US President Donald Trump, who is due to meet with Russian President Vladimir Putin in Alaska’s Anchorage on Friday, has suggested that a concession involving a swap of Ukrainian territories would be “to the betterment of both” sides.
However, Ukrainian President Volodymyr Zelensky has categorically rejected the suggestion.
Kyiv “will not give Russia any awards for what it has done”, Mr Zelensky said.
“Ukrainians will not give their land to the occupier.”
For the Ukrainian leader, such a deal would be a political disaster, risking significant public outcry after more than three years of intense bloodshed and sacrifice.
Crucially, he lacks the authority to sign off on it, as changing Ukraine’s 1991 borders runs counter to the country’s constitution.

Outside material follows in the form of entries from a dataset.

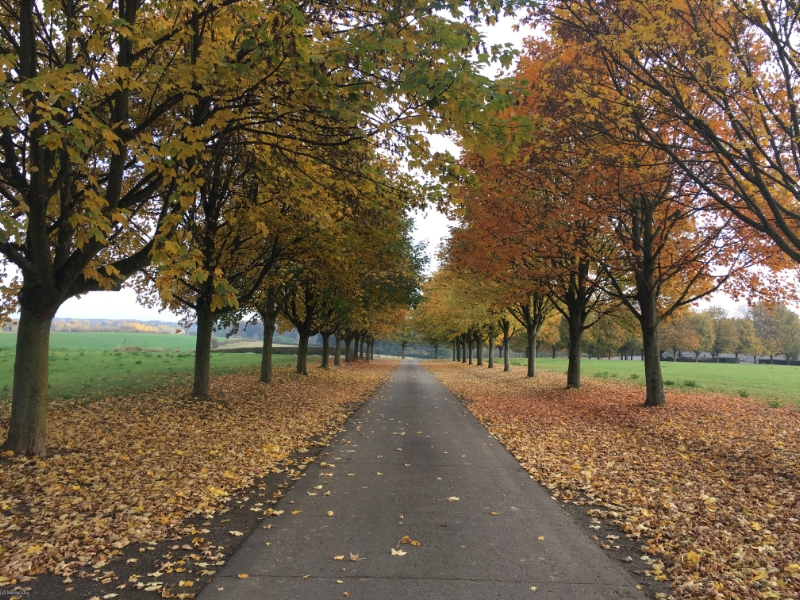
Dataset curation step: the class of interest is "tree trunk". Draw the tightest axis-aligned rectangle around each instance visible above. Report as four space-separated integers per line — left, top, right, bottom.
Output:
359 337 365 360
434 344 439 359
475 333 483 366
401 342 406 359
2 306 53 456
344 337 352 363
453 340 457 361
527 328 537 377
321 333 330 369
334 333 342 366
259 316 277 384
640 295 666 406
468 335 473 365
297 330 310 375
488 333 495 368
192 308 214 399
566 311 583 388
461 336 467 363
352 332 360 362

For now, freezing the front line appears to be an outcome the Ukrainian people are willing to accept.
Russia occupies about a fifth of Ukraine, from the country’s northeast to the Crimean Peninsula, which was annexed illegally in 2014.
The front line is vast and cuts across six regions — the active front stretches for at least 1,000 kilometres (680 miles) — but if measured from along the border with Russia, it reaches as far as 2,300 kilometres (1,430 miles).
Russia controls almost all of the Luhansk region and almost two-thirds of Donetsk region, which together comprise the Donbas, as the strategic industrial heartland of Ukraine is called.
Russia has long coveted the area and illegally annexed it in the first year of the full-scale invasion, even though it did not control much of it at the time.
Russia also partially controls more than half of the Kherson region, which is critical to maintain logistical flows of supplies coming in from the land corridor in neighboring Crimea, and also parts of the Zaporizhzhia region, where the Kremlin seized Europe’s largest nuclear power plant.